Pitts: It’s time for a vote on roads
THREE hundred nineteen days. That’s how long the South Carolina Senate has had the House plan to fund our infrastructure and reform the state Department of Transportation to increase accountability. For the past 319 days, our roads have been crumbling, our bridges in a state of continued deterioration, our businesses suffering with every blown-out truck tire and our citizens constantly at risk as an accident happens every three hours on the S.C. section of I-85 alone. This is politics at its worst.
The people of South Carolina deserve more from our senators, and that is why the S.C. Chamber of Commerce has called on senators to put politics aside and take a vote for the good of our state. Bad roads affect us all — Democrats and Republicans and everyone from the Upstate to the Lowcountry. No one politician’s reelection is more important than the urgency to fix our roads.
Bad roads are bad for business. They increase the cost of transporting goods, they cause traffic jams and reduce efficiency in getting things from point A to point B, they pose a threat to truck fleets, and they deter new businesses from choosing South Carolina. The S.C. Department of Transportation estimates that traffic congestion in the Palmetto State has cost our economy $2.6 billion.
In Greenville, congestion cost you $260 million last year — and one whole day of your year was spent in a traffic jam. In Columbia that figure was $409 million. In Charleston, drivers spent nearly two days in traffic last year.
The costs are personal too. Through our #SCSPEAKSOUT for roads campaign, South Carolinians have told us about everything from spending $1,000 on blown-out tires in two days, to potholes causing collisions, to five broken windshields, to a commute time that is doubled due to traffic. These things take place every day on our roads — yet the Senate seems to have all the time in the world.
What’s even worse for business is jeopardizing the safety of our citizens — our state’s workforce, our state’s moms and dads, our state’s children. We are the eighth most dangerous state to drive in.
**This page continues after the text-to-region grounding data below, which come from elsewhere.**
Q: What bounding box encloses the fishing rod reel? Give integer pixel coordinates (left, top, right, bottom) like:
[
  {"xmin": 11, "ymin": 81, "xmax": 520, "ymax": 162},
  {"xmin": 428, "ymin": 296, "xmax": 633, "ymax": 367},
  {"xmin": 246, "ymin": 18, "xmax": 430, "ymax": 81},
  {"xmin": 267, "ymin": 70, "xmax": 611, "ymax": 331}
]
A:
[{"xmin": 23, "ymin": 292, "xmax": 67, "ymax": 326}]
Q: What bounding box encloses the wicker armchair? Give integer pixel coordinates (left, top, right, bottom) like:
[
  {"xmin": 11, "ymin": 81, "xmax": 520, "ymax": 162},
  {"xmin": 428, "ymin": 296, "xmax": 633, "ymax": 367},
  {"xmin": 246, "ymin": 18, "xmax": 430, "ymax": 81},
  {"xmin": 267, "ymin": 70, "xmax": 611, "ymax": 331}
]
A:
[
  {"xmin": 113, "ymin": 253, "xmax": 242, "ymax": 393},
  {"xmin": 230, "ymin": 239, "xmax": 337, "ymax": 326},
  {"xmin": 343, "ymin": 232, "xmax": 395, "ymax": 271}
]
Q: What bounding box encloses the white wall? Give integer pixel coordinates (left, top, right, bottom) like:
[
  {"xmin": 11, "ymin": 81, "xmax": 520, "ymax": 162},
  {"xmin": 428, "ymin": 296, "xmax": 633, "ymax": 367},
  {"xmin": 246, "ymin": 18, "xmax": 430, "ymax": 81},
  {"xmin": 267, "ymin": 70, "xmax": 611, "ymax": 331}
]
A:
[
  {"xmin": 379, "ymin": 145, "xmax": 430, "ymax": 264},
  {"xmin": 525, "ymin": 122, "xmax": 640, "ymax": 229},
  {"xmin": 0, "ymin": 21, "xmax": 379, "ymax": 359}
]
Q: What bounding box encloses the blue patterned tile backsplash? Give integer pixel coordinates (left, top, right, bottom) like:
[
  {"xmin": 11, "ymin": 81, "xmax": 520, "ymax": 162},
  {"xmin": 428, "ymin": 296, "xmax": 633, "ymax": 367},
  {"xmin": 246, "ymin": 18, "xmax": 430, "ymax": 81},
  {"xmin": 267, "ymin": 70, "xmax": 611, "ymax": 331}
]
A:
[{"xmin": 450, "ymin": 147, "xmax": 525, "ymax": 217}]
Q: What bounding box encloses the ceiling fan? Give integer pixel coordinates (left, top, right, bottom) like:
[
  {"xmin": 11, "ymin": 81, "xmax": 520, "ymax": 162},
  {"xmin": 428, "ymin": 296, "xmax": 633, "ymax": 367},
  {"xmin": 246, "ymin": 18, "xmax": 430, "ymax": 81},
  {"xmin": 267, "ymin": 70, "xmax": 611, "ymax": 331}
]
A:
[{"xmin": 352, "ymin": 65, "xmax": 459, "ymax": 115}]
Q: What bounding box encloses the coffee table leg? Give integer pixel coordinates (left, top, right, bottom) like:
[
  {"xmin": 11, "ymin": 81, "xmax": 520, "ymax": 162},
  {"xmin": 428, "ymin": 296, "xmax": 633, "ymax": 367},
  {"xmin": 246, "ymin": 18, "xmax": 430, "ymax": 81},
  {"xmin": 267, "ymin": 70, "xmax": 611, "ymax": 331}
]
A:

Each day, as we send our children off to school, they travel over nearly 1,000 structurally deficient bridges and pothole-ridden roads of which half are rated in poor condition.
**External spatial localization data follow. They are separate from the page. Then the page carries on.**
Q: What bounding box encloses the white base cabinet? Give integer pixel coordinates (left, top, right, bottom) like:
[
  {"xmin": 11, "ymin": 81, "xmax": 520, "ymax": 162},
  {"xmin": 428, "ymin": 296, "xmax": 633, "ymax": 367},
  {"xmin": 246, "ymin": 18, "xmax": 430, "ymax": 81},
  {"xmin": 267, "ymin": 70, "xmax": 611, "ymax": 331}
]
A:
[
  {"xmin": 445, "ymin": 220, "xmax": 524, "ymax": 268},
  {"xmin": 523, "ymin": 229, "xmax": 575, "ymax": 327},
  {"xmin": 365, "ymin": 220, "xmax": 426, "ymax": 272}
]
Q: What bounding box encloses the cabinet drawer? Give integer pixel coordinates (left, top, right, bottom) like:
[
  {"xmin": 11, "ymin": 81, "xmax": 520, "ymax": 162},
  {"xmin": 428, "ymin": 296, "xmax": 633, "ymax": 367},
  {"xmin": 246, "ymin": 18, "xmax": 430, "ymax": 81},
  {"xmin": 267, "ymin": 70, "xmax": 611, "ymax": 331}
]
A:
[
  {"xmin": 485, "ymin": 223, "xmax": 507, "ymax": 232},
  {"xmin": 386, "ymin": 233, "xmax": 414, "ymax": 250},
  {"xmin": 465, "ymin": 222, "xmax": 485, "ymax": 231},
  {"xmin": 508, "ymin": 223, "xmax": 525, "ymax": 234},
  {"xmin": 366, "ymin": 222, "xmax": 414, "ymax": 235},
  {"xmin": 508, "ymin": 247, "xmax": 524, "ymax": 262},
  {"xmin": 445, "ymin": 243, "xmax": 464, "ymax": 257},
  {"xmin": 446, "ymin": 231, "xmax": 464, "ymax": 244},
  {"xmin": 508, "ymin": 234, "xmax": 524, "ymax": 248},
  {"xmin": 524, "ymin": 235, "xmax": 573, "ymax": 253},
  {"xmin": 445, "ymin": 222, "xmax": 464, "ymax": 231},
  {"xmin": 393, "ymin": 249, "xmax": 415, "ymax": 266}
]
2015 was one of our deadliest years. According to the Department of Public Safety, traffic fatalities increased by 15 percent, with a staggering 952 lives lost on our roads. Safety should not be overlooked in this debate.
In many ways we agree with senators who say the Transportation Department and the State Transportation Infrastructure Bank need structural reform in order to enhance accountability to the taxpayers. Our Competitiveness Agenda notes that the Transportation Department should be accountable to the governor and the Infrastructure Bank should follow a prioritization process for allocation of funding.
But how are we ever going to get to a place where we can make these reforms if the Senate can’t even hold a vote on any of the hundreds of amendments before it? The clock is ticking as the Senate sputters down its road of inaction. All the while, 319 days have gone by with more accidents, more traffic jams and continued deterioration of our roads, affecting businesses and citizens alike.
The continuing filibuster is a traffic jam in the worst kind of way. We have one car holding people up while the rest rubberneck and complain about the traffic.
The state’s business community is taking notice, and we collectively say to our senators: Put an end to the inaction. Put an end to the politics. It’s time to vote.